Greenfield Park (1921) is a park in West Allis, Wisconsin, Milwaukee County in the United States. The park features a lake, aquatic recreation areas and a golf course which was added in 1923. The park was added to the Wisconsin Architecture and History Inventory in 2011.

==History==
The land which makes up Greenfield Park was purchased by Milwaukee County, Wisconsin in 1921. Fifteen years later the park land included 278 acres. The park was surveyed in 2011 and added to the Wisconsin Architecture and History Inventory. The park is on the western county line bordering Waukesha County, Wisconsin. In 1923 a golf course which was added to the park: it was updated in 2015.

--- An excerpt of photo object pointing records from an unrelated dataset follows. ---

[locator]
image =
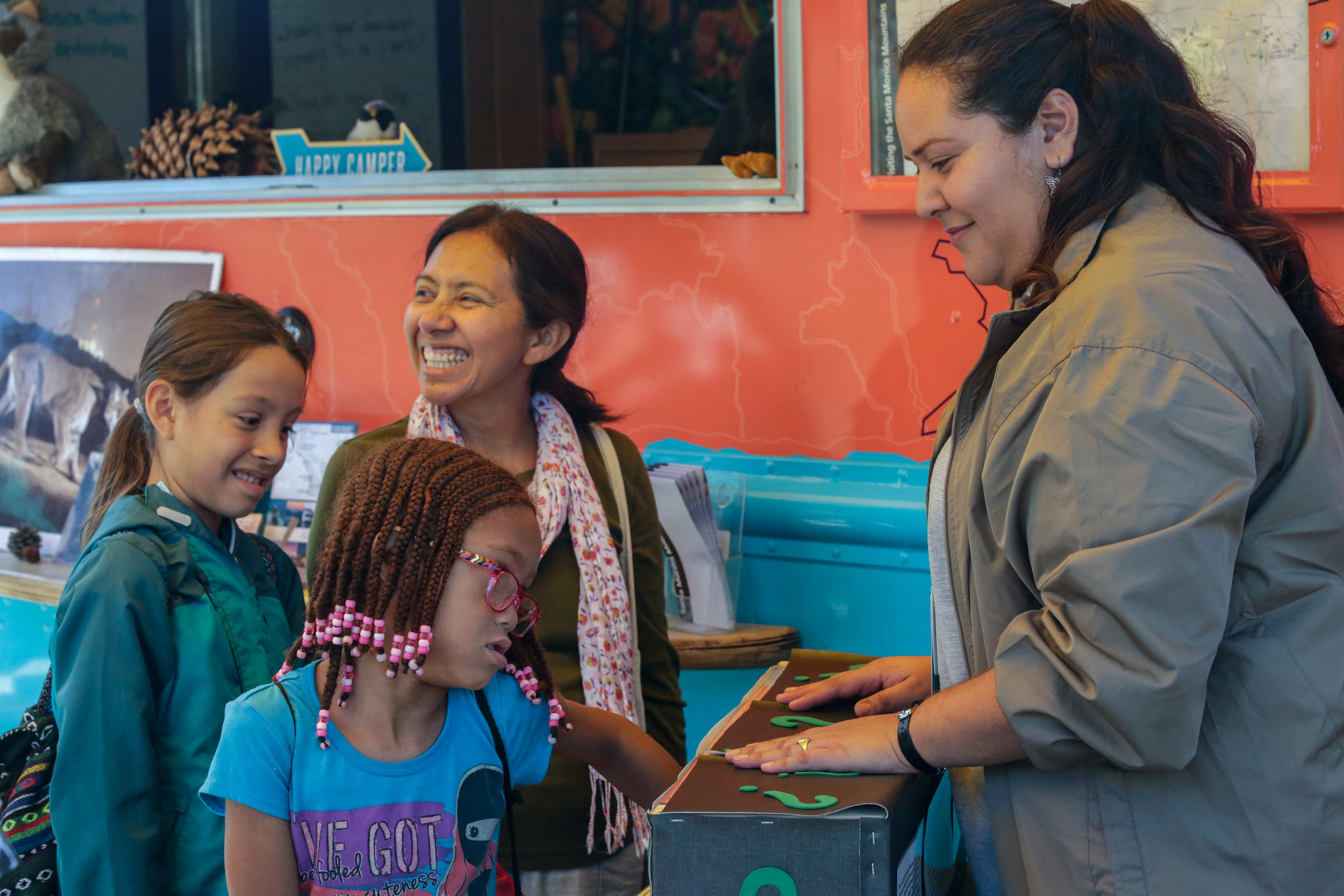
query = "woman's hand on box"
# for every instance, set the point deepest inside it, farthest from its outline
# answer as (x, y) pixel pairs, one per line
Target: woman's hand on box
(885, 685)
(862, 744)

On March 19, 1928, the park's golf clubhouse was destroyed by a fire. The Park Commission stated that the building insurance nearly covered the loss, and they planned to build a new clubhouse which would be ready for the 1929 golf season.

==Description==
The park now includes 282.3 acres and features a lagoon with a 0.6 mile circumference, a golf course and a P-50 tornado siren. The golf course covers 6000 yds. The park also features an aquatic park with pools and splash pads.

The lagoon/lake is six acres with a depth of 15 ft and fish in the lake include: largemouth bass and other panfish.

The Oak Leaf Trail Root River Line runs through the park, intersecting with the New Berlin Trail and West Allis Cross-Town Connector near the center of the park.